Last Wednesday, April 9, 2014, Governor Mark Dayton signed the Safe and Supportive Schools Act at the Capital in St. Paul. The law, which has been a source of controversy for lack of bipartisan support, toughens the current state statute on bullying in schools by providing school districts with a clear-cut definition of bullying, requirements regarding bullying data collection, and teacher and student resources.
The new law, which has fervent supporters and detractors, will become effective starting in the 2014-2015 school year.
“Bullying atrocities have cost some people their lives,” Dayton said after he signed the bill into law. “What could be more severe than depriving somebody the life they have been given — liberty and the pursuit of happiness requires that you feel good about yourself, for being who you are.”

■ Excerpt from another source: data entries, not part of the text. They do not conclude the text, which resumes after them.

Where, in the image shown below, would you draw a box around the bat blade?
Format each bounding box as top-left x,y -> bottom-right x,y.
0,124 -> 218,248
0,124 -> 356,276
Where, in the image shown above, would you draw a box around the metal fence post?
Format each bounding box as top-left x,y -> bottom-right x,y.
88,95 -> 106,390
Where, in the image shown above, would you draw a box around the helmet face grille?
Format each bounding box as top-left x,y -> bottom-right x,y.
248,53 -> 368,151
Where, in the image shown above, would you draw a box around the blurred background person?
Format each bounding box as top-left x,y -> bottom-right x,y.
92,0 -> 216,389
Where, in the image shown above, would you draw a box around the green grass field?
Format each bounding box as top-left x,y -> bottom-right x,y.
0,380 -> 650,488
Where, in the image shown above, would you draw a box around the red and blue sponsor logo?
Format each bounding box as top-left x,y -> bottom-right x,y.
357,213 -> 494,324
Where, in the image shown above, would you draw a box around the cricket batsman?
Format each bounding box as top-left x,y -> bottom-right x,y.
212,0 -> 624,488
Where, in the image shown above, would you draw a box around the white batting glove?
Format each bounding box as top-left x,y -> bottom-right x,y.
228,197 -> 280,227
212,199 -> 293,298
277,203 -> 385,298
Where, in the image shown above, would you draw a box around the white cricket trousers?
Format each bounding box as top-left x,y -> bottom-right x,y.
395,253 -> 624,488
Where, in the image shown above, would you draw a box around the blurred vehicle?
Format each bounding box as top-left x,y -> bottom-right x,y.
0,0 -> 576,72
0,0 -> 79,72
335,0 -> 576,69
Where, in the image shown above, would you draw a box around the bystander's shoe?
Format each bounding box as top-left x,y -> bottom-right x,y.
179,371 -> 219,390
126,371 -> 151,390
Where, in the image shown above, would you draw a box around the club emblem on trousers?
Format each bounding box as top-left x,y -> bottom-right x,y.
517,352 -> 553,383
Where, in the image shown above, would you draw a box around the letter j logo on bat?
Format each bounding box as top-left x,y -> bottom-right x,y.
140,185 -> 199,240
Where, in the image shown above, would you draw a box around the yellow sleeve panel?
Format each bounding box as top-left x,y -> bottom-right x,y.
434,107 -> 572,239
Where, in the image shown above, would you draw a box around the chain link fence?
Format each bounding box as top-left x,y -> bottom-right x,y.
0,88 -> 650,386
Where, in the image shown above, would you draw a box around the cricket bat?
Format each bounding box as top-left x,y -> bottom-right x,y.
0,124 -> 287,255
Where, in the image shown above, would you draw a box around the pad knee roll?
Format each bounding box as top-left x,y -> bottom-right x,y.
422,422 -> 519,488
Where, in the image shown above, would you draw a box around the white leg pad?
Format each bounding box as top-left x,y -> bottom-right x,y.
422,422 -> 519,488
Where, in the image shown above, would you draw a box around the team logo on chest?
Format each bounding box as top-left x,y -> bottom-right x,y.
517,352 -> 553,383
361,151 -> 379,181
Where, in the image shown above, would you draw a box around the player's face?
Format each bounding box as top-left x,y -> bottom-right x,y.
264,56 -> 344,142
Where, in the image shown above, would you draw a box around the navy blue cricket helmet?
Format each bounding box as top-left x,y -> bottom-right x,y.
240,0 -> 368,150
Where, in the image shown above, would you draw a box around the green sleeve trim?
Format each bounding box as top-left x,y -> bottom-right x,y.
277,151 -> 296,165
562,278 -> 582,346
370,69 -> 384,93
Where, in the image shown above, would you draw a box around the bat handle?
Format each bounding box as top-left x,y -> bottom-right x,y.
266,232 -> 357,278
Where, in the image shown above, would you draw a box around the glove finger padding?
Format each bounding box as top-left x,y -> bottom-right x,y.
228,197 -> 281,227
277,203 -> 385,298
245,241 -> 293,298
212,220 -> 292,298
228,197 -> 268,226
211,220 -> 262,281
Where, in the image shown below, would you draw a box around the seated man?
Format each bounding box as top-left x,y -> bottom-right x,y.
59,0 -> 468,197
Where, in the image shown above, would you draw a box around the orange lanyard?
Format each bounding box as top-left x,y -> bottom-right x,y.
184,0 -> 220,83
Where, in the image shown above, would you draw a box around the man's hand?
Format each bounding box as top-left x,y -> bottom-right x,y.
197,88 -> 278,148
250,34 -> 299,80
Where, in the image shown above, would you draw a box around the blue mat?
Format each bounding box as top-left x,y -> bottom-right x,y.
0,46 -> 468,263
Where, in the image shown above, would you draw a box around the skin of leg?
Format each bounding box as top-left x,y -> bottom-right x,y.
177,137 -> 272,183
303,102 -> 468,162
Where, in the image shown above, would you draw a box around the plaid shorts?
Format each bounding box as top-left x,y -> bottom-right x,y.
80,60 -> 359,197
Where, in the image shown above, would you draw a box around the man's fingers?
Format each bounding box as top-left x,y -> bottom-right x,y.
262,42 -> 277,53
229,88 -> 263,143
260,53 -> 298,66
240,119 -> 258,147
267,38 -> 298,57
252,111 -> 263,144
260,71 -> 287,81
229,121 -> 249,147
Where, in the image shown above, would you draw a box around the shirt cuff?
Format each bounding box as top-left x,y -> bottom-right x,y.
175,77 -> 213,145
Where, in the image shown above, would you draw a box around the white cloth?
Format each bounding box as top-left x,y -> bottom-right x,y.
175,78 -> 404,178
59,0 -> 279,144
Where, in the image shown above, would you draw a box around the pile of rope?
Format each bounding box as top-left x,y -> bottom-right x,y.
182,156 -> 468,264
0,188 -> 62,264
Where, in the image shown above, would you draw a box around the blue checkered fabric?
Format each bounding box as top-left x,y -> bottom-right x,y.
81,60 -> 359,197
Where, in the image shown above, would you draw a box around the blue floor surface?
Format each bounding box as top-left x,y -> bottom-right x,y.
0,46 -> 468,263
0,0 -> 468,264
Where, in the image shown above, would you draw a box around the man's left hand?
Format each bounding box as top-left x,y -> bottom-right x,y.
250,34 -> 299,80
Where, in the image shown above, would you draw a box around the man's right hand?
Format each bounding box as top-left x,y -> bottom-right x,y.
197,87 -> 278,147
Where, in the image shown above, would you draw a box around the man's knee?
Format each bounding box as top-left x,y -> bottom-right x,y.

The law, which was authored by Minnesota state Senator Scott Dibble and state Representative Jim Davnie, replaces the former 37-word state statute that required school districts to have a policy on bullying, but did not specify what the policy should include. Like many other school districts in the state, Winona Area Public Schools (WAPS) currently uses — and will continue to use until the 2014-2015 school year — the Minnesota School Board Association (MSBA) Bullying Prohibition Policy. While the MSBA policy does define bullying and provides guidelines on how district officials should handle bullying, it does not require data collection of bullying incidents, which is a large component of the new law.
“We’ve got a good policy [currently],” WAPS superintendent Scott Hannon remarked in an interview prior to the passing of the anti-bullying bill. “What more are they going to add that we don’t have already?”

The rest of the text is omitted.